In 1917 Brecht enrolled as a medical student at the Ludwig Maximilian University of Munich. After military service as a medical orderly, he returned to his studies, but abandoned them in 1921. During the Bavarian revolutionary turmoil of 1918, Brecht wrote his first play, BAAL, which was produced in 1923. The play celebrated life and sexuality and was a great success.
Around 1927 Brecht started to study Karl Marx's DAS KAPITAL and by 1929 he had become a Communist.
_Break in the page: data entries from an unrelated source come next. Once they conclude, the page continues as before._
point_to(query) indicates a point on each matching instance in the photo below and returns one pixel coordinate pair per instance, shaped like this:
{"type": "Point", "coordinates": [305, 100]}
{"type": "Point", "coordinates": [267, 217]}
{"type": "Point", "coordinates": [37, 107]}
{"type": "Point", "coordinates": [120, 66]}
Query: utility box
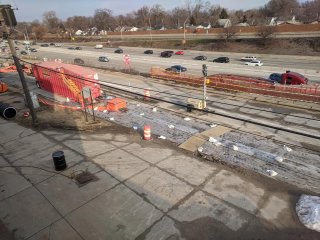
{"type": "Point", "coordinates": [197, 103]}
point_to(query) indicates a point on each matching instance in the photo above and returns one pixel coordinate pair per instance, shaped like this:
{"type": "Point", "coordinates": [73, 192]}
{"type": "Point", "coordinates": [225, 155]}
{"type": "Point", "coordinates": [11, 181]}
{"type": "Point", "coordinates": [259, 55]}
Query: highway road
{"type": "Point", "coordinates": [306, 65]}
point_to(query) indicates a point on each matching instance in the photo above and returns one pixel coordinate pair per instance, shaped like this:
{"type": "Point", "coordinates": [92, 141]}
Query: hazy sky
{"type": "Point", "coordinates": [29, 10]}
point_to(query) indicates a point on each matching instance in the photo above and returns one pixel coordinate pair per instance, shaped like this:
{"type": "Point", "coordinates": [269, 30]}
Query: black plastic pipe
{"type": "Point", "coordinates": [6, 111]}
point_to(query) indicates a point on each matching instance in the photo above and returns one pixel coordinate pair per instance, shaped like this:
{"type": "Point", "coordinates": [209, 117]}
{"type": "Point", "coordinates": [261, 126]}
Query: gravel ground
{"type": "Point", "coordinates": [241, 150]}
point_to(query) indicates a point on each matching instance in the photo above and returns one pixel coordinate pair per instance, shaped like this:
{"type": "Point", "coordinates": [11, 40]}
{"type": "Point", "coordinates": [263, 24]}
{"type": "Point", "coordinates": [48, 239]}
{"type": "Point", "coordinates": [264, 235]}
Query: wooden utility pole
{"type": "Point", "coordinates": [8, 21]}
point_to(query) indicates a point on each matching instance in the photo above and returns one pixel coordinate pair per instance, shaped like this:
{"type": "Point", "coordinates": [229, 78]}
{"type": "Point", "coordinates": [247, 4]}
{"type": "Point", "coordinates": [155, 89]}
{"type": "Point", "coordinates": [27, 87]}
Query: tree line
{"type": "Point", "coordinates": [193, 12]}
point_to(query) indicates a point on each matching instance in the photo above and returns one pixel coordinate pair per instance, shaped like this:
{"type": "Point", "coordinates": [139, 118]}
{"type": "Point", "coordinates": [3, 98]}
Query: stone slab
{"type": "Point", "coordinates": [215, 132]}
{"type": "Point", "coordinates": [201, 206]}
{"type": "Point", "coordinates": [164, 229]}
{"type": "Point", "coordinates": [193, 143]}
{"type": "Point", "coordinates": [65, 195]}
{"type": "Point", "coordinates": [26, 213]}
{"type": "Point", "coordinates": [191, 170]}
{"type": "Point", "coordinates": [149, 154]}
{"type": "Point", "coordinates": [57, 231]}
{"type": "Point", "coordinates": [11, 181]}
{"type": "Point", "coordinates": [117, 214]}
{"type": "Point", "coordinates": [160, 188]}
{"type": "Point", "coordinates": [231, 188]}
{"type": "Point", "coordinates": [120, 164]}
{"type": "Point", "coordinates": [89, 148]}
At the Schiffbauerdam Theatre he trained many actors who were to become famous on stage and screen, among them Oscar Homolka, Peter Lorre and the singer Lotte Lenya.
Brecht's politically committed play, DIE MASSNAHME (1930, The Measures Taken) reflects his anti-sentimentality and directness, in such a way that even the Communist Party was quite disturbed. In the play a young Communist is murdered by the Party - his sympathy for the poor and their suffering only postpones the day of the showdown. The lesson is that the freedom of the individual must be suppressed today so the in the future mankind will be able to achieve freedom.
In the 1930's Brecht's books and plays were banned in Germany, performances were interrupted by the police or summarily forbidden. As a result of the trouble that was growing for him Brecht fled into exile. He travelled first to Denmark then to Finland, from Finland, through Russia and onto the United States.
Between the years 1938 and 1945 Brecht wrote his four major plays, two of them being, THE LONG LIFE OF GALILEO and MOTHER COURAGE.
In 1947 while living in America, Brecht was accused of un-American activities, but managed to confuse J. Parnell Thomas, the chairman of the Committee of un-American activities with half-truths.